Escrever e respirar
Por Bráulio Tavares Em: 25/09/2012, às 07H14
[Bráulio Tavares]
(Londres, 1940)
Suponhamos que daqui a 100 anos a atual crise ambiental se agravou a um tal ponto que a poluição envenenou a atmosfera de modo irremediável. Para sobreviver, a humanidade construiu imensas usinas produtoras de cilindros de oxigênio, que são acoplados aos nossos narizes desde o momento em que o cordão umbilical do bebê é cortado na maternidade. Todo ser humano vive feito um mergulhador, com aquele trambolho de metal numa mochila às costas e os tubos flexíveis conduzindo aos pulmões o gás indispensável à vida. É de graça? Quem dera. As indústrias e os governos cobram, e cobram caro por isso. Mas todo mundo paga, ou melhor, quem está vivo é porque consegue pagar. Os que não conseguiram não pertencem mais à paisagem.
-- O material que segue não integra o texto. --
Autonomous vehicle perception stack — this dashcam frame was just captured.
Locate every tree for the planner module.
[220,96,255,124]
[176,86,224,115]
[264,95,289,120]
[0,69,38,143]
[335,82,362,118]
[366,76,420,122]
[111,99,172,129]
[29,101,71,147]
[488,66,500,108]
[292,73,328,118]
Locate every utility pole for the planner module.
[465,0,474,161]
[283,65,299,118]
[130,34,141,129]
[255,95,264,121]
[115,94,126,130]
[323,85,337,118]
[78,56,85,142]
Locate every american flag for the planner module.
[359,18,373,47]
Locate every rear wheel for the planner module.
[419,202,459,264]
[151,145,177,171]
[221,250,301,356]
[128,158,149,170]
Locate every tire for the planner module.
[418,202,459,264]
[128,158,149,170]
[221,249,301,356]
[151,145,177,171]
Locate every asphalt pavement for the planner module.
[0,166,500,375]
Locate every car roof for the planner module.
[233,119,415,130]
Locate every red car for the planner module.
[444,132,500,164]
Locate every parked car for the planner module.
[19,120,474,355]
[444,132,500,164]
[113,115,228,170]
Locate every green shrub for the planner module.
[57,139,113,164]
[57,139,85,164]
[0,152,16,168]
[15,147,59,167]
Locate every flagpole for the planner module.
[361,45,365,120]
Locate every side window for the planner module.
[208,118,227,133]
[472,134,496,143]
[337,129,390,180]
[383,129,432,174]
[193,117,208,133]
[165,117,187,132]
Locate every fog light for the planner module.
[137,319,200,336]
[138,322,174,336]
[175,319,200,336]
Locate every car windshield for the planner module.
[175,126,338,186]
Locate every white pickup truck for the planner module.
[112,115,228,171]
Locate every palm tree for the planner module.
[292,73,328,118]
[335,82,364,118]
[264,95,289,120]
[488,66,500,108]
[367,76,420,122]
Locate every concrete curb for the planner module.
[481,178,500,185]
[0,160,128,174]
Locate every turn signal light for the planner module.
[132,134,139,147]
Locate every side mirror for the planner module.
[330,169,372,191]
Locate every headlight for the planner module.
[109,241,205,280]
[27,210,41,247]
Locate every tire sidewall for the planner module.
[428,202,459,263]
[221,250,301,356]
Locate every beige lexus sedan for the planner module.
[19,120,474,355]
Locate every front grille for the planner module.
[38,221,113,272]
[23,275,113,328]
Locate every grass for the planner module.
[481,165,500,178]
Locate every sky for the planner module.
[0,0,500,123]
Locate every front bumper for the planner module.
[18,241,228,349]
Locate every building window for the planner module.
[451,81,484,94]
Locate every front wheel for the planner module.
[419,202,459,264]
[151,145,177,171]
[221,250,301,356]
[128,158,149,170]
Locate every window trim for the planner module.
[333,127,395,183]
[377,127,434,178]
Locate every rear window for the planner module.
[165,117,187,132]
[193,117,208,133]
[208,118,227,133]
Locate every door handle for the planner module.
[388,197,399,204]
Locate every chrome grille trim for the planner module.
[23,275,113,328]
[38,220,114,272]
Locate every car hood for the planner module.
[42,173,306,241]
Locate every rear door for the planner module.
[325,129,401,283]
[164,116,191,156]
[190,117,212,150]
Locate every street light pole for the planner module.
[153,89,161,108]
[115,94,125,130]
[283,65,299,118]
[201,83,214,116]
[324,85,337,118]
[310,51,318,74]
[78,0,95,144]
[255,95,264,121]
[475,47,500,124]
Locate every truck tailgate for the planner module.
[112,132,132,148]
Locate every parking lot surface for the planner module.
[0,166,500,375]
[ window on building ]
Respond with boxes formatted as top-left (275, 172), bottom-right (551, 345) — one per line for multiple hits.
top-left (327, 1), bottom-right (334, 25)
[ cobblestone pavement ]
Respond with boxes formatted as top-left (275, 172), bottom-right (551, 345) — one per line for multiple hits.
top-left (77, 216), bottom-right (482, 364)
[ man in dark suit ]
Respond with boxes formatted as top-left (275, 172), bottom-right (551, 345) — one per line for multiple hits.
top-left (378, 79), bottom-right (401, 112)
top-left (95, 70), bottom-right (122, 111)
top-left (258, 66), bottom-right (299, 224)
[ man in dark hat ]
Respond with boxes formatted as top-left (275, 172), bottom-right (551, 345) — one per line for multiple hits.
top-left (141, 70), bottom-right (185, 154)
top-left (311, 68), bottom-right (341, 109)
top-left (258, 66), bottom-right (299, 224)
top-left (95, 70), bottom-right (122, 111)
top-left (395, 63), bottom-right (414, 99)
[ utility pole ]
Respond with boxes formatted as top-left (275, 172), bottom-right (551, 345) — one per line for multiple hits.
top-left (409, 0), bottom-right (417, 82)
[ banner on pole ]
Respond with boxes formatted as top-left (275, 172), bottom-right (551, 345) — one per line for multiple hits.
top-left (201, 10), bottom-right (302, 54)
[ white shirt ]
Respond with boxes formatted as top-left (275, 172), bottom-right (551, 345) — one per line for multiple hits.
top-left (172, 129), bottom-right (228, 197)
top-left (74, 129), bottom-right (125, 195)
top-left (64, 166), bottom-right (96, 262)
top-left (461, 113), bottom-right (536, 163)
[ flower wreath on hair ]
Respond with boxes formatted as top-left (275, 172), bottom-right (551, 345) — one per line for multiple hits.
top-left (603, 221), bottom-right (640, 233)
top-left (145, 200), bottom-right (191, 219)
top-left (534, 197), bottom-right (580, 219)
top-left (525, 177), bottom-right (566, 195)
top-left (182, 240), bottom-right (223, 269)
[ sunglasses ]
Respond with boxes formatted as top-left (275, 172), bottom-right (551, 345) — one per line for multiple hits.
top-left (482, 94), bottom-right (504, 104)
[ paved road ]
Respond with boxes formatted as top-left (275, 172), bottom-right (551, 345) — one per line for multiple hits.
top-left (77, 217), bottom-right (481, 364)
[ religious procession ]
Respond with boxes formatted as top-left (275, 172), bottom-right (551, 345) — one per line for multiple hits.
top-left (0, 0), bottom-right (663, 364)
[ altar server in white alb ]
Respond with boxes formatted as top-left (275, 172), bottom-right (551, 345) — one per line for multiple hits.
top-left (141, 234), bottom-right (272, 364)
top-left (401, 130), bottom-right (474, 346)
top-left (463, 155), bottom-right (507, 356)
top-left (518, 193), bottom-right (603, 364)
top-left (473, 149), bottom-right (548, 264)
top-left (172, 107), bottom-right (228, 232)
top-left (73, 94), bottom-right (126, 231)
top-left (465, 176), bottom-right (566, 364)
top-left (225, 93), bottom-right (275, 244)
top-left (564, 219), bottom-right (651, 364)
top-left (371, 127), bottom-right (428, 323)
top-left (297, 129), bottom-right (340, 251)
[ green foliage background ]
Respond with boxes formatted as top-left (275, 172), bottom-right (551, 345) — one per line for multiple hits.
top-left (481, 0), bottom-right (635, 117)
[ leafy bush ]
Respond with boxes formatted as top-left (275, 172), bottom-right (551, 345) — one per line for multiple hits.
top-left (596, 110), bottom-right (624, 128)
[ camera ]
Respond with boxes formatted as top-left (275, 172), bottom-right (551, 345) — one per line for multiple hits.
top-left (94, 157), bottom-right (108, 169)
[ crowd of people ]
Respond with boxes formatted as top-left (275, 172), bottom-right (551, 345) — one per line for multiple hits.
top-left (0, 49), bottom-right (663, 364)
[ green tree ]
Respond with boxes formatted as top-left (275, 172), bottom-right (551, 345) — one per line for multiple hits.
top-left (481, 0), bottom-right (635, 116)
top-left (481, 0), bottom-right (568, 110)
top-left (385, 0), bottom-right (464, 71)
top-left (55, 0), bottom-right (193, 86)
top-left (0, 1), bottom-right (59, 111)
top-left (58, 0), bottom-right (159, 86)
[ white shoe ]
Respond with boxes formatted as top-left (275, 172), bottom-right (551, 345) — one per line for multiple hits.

Um belo dia, um grupo de indústrias independentes inventa um processo químico de limpar a atmosfera e num piscar de olhos, em 20 ou 30 anos, o ar volta a ser uniformemente respirável, ou pelo menos fica igual a este ar que respiramos em 2012. E agora? O mundo entra em crise. Dezenas de milhões de desempregados superlotam a Praça Tahir, a Plaza de Mayo, Wall Street, o Vale do Anhangabaú. “Queremos de volta a indústria do oxigênio”, bradam eles, arquejantes (e meio bêbados, claro, seus pulmões não estavam acostumados àquela overdose). Os governos arrancam os cabelos porque vão ficar sem os 71% de impostos que cobravam sobre a indústria respiratória. Filósofos ponderam: “Respirar de graça empobrece o senso de responsabilidade dos cidadãos. E esse desperdício de oxigênio não-respirado, francamente!”.